Jeremy Pal: Policy is not at all my expertise, but it was certainly discouraging to see a lot of environmental policy changes like when we pulled out of the Paris Agreement and when we removed our regulations on coal and some of our incentives for renewables. There are some researchers who have said that the U.S. pulling out of the Paris Agreement represents roughly a half-degree Fahrenheit of warming which is significant, quite significant—but the world doesn't need the U.S. to be part of the agreement. In the U.S., we've always prided ourselves on setting an example for other nations. But clearly, when it comes to climate change, we're not doing that. Fortunately, the world is moving forward without the U.S. Europe has their Green Deal that is being implemented. Here in Italy, I'm actually working on proposals for the European Green Deal.
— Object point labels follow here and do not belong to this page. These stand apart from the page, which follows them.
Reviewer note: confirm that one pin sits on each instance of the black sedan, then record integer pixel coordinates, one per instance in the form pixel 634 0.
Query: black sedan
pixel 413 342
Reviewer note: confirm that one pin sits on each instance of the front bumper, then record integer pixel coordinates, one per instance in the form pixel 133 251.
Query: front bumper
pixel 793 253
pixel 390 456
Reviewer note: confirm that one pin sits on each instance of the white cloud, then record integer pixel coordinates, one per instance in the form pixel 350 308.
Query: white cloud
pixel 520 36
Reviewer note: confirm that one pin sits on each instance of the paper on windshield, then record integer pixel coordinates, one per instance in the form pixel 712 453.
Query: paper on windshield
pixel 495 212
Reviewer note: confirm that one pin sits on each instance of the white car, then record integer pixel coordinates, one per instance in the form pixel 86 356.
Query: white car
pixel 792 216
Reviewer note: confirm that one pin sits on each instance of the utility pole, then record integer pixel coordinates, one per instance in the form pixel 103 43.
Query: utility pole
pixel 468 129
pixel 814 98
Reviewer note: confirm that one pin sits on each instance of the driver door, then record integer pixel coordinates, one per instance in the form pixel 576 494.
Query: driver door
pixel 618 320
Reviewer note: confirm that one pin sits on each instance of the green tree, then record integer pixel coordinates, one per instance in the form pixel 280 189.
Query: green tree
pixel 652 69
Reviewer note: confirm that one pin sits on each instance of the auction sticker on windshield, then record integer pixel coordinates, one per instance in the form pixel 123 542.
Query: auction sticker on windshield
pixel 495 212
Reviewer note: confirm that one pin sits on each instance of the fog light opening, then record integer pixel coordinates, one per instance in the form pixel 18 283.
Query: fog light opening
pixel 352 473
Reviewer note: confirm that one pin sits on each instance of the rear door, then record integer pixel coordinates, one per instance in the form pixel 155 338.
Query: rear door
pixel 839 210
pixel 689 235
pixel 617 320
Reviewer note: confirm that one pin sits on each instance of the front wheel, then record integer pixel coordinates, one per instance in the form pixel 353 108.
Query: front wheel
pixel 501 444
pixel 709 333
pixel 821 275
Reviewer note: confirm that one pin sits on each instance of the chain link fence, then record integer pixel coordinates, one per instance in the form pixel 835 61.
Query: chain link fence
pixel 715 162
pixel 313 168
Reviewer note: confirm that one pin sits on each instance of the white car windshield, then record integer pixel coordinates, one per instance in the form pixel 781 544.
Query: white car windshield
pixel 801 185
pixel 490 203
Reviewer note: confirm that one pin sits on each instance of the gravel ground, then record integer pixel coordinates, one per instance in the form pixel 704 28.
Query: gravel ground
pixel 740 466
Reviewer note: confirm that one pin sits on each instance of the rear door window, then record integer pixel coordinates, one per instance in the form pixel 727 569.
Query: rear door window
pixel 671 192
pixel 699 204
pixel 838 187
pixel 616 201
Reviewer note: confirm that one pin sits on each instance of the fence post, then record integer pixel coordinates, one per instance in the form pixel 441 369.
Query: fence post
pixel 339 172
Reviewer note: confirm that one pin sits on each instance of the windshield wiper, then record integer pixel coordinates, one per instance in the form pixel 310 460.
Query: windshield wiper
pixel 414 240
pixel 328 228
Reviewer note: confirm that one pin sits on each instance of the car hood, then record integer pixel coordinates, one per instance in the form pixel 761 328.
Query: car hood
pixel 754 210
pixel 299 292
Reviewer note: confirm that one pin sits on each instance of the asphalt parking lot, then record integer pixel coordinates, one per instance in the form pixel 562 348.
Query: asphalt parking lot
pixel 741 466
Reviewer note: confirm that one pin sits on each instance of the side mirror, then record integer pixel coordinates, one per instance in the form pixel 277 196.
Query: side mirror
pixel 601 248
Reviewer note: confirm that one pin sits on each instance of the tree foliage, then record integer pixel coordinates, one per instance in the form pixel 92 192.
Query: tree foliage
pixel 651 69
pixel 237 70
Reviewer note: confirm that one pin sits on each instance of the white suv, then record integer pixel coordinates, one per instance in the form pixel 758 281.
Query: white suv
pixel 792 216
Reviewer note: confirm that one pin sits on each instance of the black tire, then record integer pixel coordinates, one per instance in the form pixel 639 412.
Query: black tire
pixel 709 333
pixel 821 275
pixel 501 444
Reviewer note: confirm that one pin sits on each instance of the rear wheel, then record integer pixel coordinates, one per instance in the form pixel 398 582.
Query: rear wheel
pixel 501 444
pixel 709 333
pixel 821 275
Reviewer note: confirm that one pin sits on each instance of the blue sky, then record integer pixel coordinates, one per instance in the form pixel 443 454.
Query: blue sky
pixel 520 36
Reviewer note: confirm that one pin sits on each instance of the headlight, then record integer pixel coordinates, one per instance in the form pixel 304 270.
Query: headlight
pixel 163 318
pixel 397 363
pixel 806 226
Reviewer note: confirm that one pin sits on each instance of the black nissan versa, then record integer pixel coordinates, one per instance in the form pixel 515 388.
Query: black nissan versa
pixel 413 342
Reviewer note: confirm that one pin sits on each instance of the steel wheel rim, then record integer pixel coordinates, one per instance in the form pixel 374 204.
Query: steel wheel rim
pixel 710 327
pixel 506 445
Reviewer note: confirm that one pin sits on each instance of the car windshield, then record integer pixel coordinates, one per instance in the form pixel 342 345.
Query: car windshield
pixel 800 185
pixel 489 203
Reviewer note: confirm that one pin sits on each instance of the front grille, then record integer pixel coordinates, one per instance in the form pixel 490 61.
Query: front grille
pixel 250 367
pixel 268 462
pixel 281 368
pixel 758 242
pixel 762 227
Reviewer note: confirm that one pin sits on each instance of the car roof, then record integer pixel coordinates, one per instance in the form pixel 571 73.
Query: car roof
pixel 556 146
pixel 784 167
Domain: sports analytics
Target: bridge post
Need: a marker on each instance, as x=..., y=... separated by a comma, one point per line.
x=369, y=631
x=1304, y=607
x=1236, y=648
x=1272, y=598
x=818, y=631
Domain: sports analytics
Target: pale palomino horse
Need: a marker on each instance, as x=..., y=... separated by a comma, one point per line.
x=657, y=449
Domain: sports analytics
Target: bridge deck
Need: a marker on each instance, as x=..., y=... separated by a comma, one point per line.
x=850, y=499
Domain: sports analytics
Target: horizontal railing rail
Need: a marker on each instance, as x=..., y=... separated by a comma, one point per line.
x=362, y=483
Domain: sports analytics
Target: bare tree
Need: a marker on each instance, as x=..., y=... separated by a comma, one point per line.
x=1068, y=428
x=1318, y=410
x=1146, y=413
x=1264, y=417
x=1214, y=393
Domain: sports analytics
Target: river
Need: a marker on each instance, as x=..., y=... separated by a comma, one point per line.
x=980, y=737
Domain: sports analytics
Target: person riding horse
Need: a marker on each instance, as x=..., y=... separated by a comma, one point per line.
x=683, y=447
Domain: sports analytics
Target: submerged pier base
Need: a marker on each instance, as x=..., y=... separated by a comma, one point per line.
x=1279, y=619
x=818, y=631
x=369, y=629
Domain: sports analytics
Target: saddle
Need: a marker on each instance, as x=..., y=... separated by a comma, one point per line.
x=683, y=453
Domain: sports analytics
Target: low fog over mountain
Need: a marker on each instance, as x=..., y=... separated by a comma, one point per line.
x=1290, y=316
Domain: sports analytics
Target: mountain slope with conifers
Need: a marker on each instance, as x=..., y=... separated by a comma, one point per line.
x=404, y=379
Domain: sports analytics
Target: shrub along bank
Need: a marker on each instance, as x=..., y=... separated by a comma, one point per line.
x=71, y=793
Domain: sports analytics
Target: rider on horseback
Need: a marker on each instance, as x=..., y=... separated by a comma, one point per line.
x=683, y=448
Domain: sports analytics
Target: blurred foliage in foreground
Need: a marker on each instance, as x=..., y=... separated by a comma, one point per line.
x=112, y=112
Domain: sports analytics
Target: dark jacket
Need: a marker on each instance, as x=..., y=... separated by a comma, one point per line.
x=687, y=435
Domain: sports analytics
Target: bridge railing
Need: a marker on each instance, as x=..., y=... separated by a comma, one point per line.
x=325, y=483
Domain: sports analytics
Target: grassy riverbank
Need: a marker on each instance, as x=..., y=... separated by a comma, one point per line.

SMC in Focus: Other than teaching and research, what other passions do you have? How do you chill out, or is there something else that feeds this work?  

Jeremy Pal: What's really important to me is my personal life and my family life. I try to separate my personal life from my professional life to a large extent, although I work at home a lot these days with COVID. I have small children—Greta, who is eight and Caterina who is seven. We do a lot of things together along with my wife, Laura. We like to travel, we like to go for walks—to the beach and in the mountains. I also recently got a traditional boat with a friend here in Italy. We enjoy rowing Venetian style, standing up, looking forward, and cruising the canals using a small motor.

SMC in Focus: And finally, if there’s an SMC student who reads this—or hears about you—and wonders how they might someday do what you’re doing, what advice would you give that student?

Jeremy Pal: Find your passion, then follow it, develop it and nurture it. Everybody has their own path. My philosophy has always been to go along that path; don’t try to change it too much. Just adjust your sails as you go and let life take you where it will. At least that's what I've always done. At the same time, if I look back thirty years ago, I would never have guessed that I'd be where I am, doing what I am doing.

I never thought I’d be a professor—it was probably the last thing I wanted to be. I’ve been teaching for 15 years now. There were moments in life where I had a choice to make, whether to be a professor or a researcher or go into being more of an engineer in practice. Sometimes those decisions were difficult, but when they're difficult, it often means there really isn't a wrong decision. For me, it's more about the journey rather than setting long-term goals. I also think it’s absolutely critical to take negatives and turn them into positives, to turn obstacles into opportunities. That's a very banal statement, but I think it's very important nevertheless.

SMC in Focus: You’ve mentioned your mom a bit. Could you attribute who you are to one person—say, your mom—or to certain events in life?

Jeremy Pal: It’s family and friends. I give my mom credit for college, but my father had a very influential role in my life. My logic and problem-solving skills came from my father because that's what he was always doing as a woodworker and restoring antiques that initially looked unsalvageable, but also working on motorcycles. We used to do a lot of things together like dirt biking in the desert and going to car and motorcycle races. My family and friends have been far more instrumental than anybody else.